I was reading how China had started to test unmanned trucks, and in researching found that Australia was already a decade ahead.
(2014) Rio Tinto: rolling out the world’s first fully driverless mines
(2018) World-first autonomous trains deployed at Rio Tinto’s iron ore operations - This one is also apparently the ‘worlds biggest robot’
(2021) Rio Tinto to deploy world’s first fully autonomous water trucks at Gudai-Darri
Fun anecdotal fact, when they were doing the trials for driverless trucks the wear on the tires increased because the trucks were driving through the same ruts every time. They had to add some deviation into the GPS to stop that from happening.
Don’t worry, the decision to destroy an ancient sacred Aboriginal site wasn’t automated, they chose to, despite warnings
https://www.sbs.com.au/news/article/rio-tinto-apologises-for-destroying-aboriginal-sacred-site/idqwqenboNice. Now we can ship our minerals and resources overseas with less of our workers being paid to do so.
Dw there will be plenty of sales jobs created from selling overseas manufactured goods back to Australians.
Everybodies building rockets to get to the asteroids to mine them, but it’ll be Australian mining companies that do the mining.
These trucks will be popular quickly once they become cheaper than human labour.
Human labour costs:
- Drug testing. Mining has strict rules and lots of mines drug test.
- Pay.
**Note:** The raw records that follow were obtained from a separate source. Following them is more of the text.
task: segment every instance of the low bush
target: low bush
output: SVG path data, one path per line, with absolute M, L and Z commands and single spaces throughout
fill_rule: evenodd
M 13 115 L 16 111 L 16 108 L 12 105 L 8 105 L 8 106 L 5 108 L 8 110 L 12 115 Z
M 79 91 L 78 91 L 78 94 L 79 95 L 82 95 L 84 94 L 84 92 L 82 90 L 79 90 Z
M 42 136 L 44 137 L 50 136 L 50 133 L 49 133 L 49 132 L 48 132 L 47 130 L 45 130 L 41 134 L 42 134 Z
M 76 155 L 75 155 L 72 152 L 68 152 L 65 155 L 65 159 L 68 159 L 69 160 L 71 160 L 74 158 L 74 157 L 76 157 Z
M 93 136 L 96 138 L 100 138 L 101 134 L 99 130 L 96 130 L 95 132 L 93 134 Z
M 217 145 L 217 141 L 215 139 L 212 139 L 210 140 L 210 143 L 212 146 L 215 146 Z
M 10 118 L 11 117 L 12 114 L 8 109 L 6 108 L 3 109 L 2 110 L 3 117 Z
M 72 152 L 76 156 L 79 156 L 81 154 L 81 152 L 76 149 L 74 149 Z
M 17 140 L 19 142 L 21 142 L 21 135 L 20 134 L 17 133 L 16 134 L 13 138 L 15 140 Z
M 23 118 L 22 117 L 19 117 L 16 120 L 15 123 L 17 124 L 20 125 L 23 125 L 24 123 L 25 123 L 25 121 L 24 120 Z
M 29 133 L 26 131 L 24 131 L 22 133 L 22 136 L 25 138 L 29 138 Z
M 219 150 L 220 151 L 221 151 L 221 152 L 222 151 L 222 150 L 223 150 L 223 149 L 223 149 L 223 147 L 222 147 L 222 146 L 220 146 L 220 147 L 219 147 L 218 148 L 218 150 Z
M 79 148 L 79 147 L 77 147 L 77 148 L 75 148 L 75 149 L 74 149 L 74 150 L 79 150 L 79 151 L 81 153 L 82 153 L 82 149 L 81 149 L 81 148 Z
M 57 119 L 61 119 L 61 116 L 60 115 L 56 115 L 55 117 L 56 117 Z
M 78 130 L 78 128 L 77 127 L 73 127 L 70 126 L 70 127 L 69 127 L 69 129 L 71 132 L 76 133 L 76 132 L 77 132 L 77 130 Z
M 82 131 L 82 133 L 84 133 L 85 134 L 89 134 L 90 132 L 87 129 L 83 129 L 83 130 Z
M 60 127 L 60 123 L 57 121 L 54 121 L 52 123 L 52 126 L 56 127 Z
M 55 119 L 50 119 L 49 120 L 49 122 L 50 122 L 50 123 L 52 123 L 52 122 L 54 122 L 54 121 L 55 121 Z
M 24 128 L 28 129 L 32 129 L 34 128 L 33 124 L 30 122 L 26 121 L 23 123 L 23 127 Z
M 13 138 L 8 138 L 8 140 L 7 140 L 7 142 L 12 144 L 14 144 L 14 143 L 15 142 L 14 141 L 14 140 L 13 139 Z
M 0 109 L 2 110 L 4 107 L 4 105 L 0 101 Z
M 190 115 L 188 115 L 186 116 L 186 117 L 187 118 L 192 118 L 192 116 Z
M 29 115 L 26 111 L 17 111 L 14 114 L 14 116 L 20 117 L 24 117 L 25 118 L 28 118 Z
Bonus, overtime, vacation, sick days, etc.
- Less work for HR. Reduction of harassment, workplace bullying, conflicts between coworkers and supervisors.
- Other pay, like retirement contribution and health and benefits.
- human accidents (roll over, death, hitting something, etc.)
All these will be eliminated with unmanned trucks. Heavy duty truck drivers make over $100k so they are good jobs, even with a lot of mines having 12 hours shifts.